Brian Goldman argues high-stakes appeals in the U.S. Supreme Court and appellate courts around the country.
Brian is a partner in the firm's Supreme Court and Appellate practice. He specializes in collaborating with clients and trial counsel to distill years of litigation and complicated fact patterns into compelling narratives that drive common-sense arguments on appeal. Brian has helped leading tech companies set groundbreaking precedent on privacy issues by combining traditional legal arguments with analogies showing how pre-internet-age laws should apply to novel circumstances. In addition, Brian has helped local government clients defend their policies and programs against constitutional attacks. Brian has also represented companies and individuals in cases involving copyright, trade secret, patent, employment-based visas, and general commercial disputes.
Brian also maintains an active pro bono practice in the Supreme Court and Courts of Appeals, with a particular focus on immigration matters. He has collaborated with several leading immigrants' rights organizations on their most significant impact-litigation cases.
The Ninth Circuit appointed Brian to serve as an Appellate Lawyer Representative to the Ninth Circuit Judicial Conference. In 2020, the Court then made Brian the Chair of that group. As an appellate lawyer representative, Brian has served as a liaison between the bench and the bar, co-authored The Appellate Lawyer Representatives' Guide to Practice in the United States Court of Appeals for the Ninth Circuit, and created a "shell brief" for attorneys to use in preparing properly structured Ninth Circuit briefs.
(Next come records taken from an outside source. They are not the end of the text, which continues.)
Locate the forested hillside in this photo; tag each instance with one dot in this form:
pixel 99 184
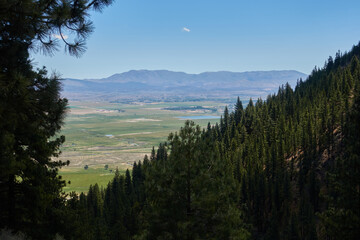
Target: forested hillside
pixel 283 168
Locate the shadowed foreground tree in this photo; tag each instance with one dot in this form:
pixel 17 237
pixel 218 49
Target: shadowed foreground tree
pixel 31 109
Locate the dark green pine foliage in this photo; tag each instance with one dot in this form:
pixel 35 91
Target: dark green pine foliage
pixel 32 111
pixel 284 168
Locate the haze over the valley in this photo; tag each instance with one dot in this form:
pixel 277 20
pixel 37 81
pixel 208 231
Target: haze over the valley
pixel 163 85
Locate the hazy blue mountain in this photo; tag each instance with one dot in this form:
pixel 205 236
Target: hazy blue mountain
pixel 143 82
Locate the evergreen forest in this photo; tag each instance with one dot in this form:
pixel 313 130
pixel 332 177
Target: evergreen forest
pixel 284 167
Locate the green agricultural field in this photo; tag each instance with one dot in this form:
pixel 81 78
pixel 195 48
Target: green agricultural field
pixel 81 179
pixel 99 133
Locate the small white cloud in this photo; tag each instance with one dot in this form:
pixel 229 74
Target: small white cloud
pixel 186 29
pixel 59 37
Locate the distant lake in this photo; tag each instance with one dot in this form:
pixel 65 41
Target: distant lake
pixel 198 117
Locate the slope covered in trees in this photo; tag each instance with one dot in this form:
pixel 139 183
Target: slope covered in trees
pixel 283 168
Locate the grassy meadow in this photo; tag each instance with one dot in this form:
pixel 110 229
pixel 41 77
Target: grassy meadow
pixel 115 134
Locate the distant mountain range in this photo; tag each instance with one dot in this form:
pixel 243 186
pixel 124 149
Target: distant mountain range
pixel 140 83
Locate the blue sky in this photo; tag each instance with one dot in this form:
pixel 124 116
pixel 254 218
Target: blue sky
pixel 207 35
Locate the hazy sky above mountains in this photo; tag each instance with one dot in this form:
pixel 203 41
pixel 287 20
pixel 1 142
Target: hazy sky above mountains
pixel 195 36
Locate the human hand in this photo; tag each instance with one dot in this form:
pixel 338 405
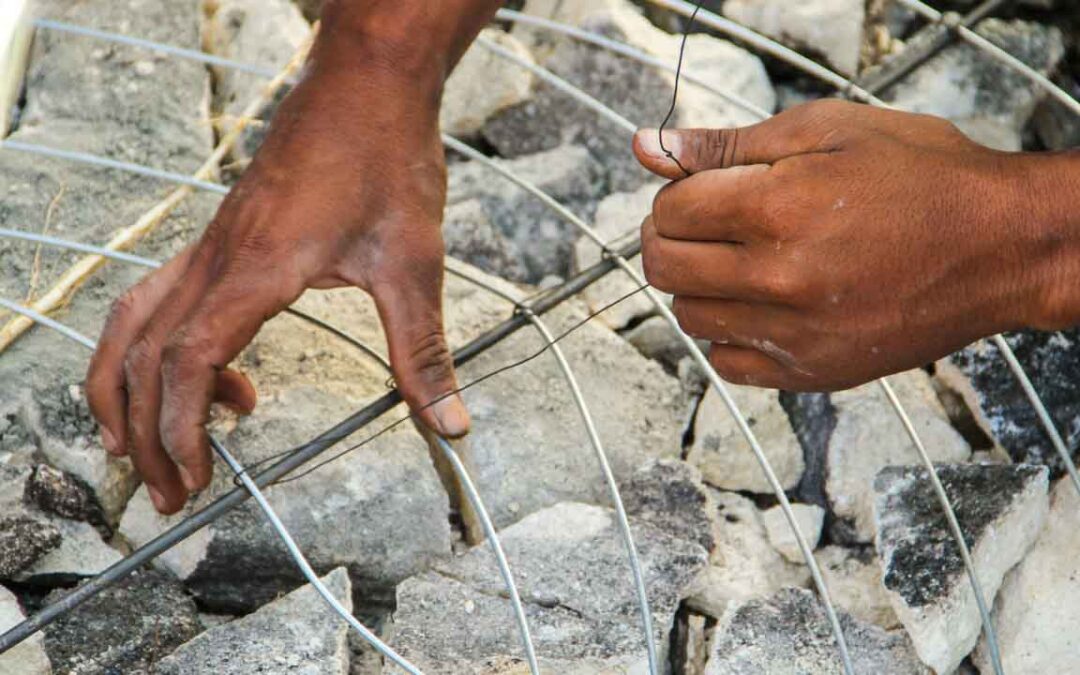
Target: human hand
pixel 348 190
pixel 837 243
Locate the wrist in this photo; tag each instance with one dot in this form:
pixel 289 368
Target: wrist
pixel 1044 205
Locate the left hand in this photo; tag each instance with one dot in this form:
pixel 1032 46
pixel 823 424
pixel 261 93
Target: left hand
pixel 836 243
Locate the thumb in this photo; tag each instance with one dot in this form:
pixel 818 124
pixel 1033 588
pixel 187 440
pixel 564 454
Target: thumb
pixel 412 313
pixel 684 151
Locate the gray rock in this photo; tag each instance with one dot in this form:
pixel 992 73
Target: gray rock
pixel 571 570
pixel 124 629
pixel 853 578
pixel 868 436
pixel 669 494
pixel 90 96
pixel 1040 596
pixel 64 495
pixel 724 456
pixel 980 375
pixel 657 339
pixel 781 536
pixel 295 634
pixel 380 512
pixel 24 539
pixel 470 235
pixel 27 658
pixel 482 84
pixel 265 32
pixel 618 220
pixel 81 553
pixel 832 28
pixel 1000 510
pixel 988 100
pixel 788 633
pixel 743 565
pixel 552 118
pixel 540 239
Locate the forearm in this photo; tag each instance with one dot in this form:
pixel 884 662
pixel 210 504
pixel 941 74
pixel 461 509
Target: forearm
pixel 421 39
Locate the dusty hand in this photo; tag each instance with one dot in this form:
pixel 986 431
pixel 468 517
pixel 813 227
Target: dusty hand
pixel 348 190
pixel 836 243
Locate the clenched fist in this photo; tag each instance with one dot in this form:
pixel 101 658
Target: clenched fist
pixel 836 243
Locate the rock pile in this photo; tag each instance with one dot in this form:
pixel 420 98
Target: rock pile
pixel 389 525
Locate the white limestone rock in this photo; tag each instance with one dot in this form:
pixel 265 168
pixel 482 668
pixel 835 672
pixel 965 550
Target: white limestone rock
pixel 570 569
pixel 724 456
pixel 743 565
pixel 853 577
pixel 618 220
pixel 833 28
pixel 810 518
pixel 28 658
pixel 295 634
pixel 1000 510
pixel 788 633
pixel 1039 599
pixel 988 100
pixel 483 83
pixel 868 436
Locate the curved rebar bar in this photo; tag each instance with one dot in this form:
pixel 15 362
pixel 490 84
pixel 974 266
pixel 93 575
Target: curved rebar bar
pixel 612 485
pixel 180 52
pixel 282 531
pixel 771 46
pixel 500 556
pixel 954 525
pixel 104 162
pixel 626 50
pixel 997 53
pixel 702 361
pixel 1040 408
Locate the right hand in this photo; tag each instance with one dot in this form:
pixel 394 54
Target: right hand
pixel 347 190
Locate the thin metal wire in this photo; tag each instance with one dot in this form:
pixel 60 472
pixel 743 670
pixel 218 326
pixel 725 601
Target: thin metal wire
pixel 268 511
pixel 612 485
pixel 702 361
pixel 954 525
pixel 94 160
pixel 630 52
pixel 771 46
pixel 997 53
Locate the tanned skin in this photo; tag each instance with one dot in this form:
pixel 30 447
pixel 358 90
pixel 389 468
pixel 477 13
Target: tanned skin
pixel 829 245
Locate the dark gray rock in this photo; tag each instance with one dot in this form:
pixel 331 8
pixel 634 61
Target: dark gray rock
pixel 470 235
pixel 124 629
pixel 575 582
pixel 64 495
pixel 296 634
pixel 1000 510
pixel 788 632
pixel 538 238
pixel 24 539
pixel 1052 361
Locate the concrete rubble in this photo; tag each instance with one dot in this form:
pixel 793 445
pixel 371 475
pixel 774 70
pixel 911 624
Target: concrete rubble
pixel 389 525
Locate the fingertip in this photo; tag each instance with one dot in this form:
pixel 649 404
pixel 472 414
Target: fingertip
pixel 449 417
pixel 233 390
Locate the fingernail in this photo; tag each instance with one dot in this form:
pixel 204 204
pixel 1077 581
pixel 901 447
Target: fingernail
pixel 187 480
pixel 157 498
pixel 451 416
pixel 109 442
pixel 649 140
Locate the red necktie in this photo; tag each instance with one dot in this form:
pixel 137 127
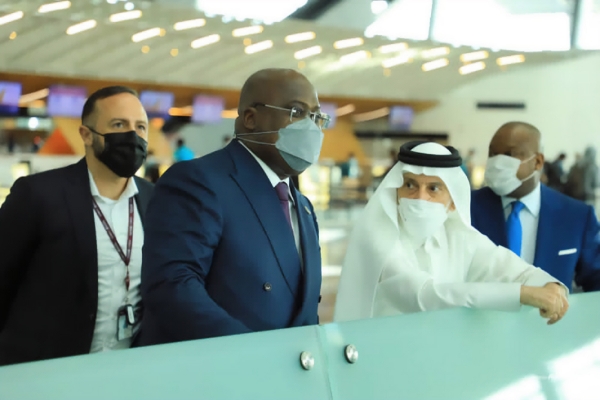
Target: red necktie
pixel 284 200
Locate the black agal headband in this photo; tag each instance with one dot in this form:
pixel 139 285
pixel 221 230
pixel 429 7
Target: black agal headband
pixel 407 156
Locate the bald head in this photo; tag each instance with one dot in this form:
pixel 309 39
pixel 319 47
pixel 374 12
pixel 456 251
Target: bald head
pixel 266 103
pixel 522 141
pixel 268 86
pixel 518 134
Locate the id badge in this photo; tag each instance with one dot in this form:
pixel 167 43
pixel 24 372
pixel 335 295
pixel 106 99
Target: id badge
pixel 125 322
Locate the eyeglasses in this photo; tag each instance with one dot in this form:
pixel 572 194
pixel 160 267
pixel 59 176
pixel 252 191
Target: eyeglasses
pixel 297 113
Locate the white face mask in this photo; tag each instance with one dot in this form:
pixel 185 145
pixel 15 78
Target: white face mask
pixel 422 218
pixel 501 174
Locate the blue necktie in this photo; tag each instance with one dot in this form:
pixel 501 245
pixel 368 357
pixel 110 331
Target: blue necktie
pixel 514 229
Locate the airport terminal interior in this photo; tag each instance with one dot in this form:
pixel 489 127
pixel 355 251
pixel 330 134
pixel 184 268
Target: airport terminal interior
pixel 387 72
Brian was named one of California's "Top 40 Under 40" in 2018 by the Daily Journal and one of the country’s “Appellate Rising Stars” by Law360. He also won a California Lawyer Attorney of the Year Award for his work defending a local firearms ordinance against a Second Amendment challenge.
Prior to joining Orrick, Brian served as a law clerk to Justice Sonia Sotomayor and to Judge Stephen Reinhardt. He also served in the U.S. Department of Justice’s Civil Division, where he briefed and argued cases on appeal for the federal government.